In an environment in which banks face a growing imperative to invest in technology, outsourcing is a way for them to improve the quality of their IT systems and control costs.
As they seek to make greater use of outsourcing, banks are navigating not only the technology changes underway in their own industry, but also the industry-wide shift in technology toward software-as-a-service delivered through cloud-based solutions. And while keeping those plates spinning, banks must also deal with ever-increasing regulatory scrutiny, particularly government scrutiny of the risks inherent in the banks’ IT infrastructure.
A significant area of concern for banks is the degree of regulatory fragmentation they face in implementing global cloud outsourcing agreements. Within large financial institutions, there may be banking and asset management operations that are subject to different rules and require bespoke contractual provisions and procedures in order to arrive at a group-wide outsourcing solution that allows all the entities to comply with their respective regulations.
The issue of geographic splits in regulation is another hurdle. Even within Europe there is divergence because outsourcing rules are based on a directive, not a regulation. This allows some leeway for national governments to interpret the directive and for supervisors to decide how to apply it.

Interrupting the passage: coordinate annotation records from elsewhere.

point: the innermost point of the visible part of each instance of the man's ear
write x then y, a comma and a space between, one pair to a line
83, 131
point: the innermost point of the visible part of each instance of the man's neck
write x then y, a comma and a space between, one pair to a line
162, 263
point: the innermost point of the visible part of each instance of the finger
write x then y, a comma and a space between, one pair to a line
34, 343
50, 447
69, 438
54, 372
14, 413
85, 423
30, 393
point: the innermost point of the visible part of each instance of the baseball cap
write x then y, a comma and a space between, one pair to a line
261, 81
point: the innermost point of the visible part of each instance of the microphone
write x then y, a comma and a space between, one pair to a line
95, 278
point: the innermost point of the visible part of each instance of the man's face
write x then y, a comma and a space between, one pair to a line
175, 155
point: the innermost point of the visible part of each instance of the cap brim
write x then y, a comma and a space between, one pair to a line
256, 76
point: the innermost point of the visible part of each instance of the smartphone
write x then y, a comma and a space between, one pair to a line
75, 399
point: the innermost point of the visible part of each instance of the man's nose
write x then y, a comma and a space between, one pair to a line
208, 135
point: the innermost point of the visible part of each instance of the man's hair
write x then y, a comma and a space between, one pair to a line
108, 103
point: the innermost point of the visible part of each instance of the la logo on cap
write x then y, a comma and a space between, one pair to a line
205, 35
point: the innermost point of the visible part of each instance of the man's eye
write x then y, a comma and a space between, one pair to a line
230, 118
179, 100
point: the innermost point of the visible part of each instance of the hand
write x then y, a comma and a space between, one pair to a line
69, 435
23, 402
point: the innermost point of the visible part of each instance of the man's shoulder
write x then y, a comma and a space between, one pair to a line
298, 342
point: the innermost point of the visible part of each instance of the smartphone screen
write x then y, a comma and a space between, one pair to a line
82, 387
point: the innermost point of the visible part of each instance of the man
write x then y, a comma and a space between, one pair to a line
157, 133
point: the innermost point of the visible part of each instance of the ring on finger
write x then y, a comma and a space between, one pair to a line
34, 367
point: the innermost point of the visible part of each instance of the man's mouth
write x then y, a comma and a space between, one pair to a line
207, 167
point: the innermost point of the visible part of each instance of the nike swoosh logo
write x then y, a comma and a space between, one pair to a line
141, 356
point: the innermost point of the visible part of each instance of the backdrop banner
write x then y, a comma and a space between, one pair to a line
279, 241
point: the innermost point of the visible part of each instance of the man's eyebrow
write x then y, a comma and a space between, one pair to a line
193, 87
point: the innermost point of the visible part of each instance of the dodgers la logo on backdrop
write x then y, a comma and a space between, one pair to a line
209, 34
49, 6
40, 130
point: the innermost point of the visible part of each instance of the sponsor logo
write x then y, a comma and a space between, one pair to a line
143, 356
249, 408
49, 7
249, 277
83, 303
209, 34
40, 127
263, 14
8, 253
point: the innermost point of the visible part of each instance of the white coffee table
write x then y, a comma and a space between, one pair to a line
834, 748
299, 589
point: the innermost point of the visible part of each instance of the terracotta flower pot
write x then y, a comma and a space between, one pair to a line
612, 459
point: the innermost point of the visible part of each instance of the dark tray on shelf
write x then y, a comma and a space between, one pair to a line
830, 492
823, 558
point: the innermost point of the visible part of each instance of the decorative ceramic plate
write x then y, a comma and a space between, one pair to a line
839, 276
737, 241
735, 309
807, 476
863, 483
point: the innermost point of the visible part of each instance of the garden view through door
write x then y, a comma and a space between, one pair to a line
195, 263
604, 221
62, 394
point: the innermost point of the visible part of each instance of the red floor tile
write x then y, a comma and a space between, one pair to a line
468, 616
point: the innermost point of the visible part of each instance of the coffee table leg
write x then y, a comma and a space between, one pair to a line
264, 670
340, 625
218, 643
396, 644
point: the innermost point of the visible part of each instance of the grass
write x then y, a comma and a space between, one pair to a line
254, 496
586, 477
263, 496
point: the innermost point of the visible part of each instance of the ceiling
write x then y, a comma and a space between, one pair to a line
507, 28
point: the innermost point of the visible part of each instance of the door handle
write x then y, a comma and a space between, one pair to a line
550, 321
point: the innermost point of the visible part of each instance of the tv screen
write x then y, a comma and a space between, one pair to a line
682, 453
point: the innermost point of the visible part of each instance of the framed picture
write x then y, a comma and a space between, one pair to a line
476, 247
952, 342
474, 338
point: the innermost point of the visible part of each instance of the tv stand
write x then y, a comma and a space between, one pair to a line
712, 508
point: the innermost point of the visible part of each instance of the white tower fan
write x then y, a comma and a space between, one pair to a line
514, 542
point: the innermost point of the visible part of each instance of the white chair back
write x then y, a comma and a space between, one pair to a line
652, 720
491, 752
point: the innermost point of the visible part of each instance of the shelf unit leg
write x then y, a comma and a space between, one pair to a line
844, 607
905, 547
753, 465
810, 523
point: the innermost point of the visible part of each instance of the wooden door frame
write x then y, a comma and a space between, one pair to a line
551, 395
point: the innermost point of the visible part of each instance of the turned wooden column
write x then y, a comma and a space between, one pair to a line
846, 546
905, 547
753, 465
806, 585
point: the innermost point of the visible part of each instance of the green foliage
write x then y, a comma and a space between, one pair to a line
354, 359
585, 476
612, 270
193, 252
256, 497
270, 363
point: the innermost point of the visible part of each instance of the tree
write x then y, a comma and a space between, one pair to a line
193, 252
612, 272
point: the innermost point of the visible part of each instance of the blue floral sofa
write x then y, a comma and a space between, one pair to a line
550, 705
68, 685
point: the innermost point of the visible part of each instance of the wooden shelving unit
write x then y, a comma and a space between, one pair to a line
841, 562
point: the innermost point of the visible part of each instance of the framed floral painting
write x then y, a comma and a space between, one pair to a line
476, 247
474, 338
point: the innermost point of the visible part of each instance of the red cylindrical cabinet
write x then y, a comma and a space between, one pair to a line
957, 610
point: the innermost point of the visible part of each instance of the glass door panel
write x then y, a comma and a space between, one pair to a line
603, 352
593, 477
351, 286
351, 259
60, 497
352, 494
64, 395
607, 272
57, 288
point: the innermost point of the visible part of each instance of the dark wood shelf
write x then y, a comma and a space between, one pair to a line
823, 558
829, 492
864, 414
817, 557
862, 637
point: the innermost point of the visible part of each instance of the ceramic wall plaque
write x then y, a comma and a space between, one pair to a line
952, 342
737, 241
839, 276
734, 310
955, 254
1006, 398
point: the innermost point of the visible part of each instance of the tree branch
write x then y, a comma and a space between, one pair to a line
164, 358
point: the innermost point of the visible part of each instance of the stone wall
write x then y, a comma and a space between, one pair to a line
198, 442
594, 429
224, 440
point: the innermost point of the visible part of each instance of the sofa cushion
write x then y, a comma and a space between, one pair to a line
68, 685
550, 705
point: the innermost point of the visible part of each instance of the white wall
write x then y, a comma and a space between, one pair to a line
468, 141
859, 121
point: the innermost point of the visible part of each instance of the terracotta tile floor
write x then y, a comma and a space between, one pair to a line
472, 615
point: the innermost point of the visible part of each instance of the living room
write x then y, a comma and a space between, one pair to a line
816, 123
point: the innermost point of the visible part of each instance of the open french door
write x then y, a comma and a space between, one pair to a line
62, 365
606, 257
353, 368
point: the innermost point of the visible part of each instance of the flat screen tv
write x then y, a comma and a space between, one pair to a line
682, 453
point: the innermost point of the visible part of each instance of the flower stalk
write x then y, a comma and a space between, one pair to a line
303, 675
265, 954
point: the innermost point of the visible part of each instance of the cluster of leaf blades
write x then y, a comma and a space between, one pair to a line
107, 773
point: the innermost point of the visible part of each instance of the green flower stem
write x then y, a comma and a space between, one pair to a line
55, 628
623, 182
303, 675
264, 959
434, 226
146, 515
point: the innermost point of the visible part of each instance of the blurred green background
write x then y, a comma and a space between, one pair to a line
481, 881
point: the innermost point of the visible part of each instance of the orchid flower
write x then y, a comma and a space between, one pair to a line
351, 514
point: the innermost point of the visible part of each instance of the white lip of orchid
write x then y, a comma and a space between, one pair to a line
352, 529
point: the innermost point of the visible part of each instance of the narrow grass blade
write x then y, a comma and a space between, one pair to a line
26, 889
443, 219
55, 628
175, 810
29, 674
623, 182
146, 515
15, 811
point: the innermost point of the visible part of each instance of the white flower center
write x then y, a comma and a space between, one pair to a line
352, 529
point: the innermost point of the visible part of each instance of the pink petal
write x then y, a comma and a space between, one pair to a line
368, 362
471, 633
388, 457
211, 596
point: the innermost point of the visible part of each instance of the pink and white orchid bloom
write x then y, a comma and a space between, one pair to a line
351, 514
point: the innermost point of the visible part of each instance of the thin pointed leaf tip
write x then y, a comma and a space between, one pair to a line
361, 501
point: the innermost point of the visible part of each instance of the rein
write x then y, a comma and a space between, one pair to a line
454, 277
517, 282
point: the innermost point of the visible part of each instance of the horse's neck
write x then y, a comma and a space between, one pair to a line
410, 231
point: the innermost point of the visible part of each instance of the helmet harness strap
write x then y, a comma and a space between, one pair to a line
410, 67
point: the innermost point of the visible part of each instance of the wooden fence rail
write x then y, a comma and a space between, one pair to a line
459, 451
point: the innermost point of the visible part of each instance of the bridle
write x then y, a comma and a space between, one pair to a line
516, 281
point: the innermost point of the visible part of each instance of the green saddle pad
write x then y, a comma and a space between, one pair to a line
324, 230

Beyond the European Union, further issues arise, particularly in Asia, where some jurisdictions have extremely complex rules (on how data is handled, for example) that are not well-adapted to cloud-based services. Regulation can make it impossible to host certain customer data outside national borders, potentially limiting the scope to employ cloud solutions.
While banks continue their cloud evolution cautiously, regulators are slowly adapting their thinking to accommodate cloud-based outsourcing and developing new guidance, while cloud providers that serve businesses across sectors are also becoming more familiar with the demands of working with clients in highly regulated businesses.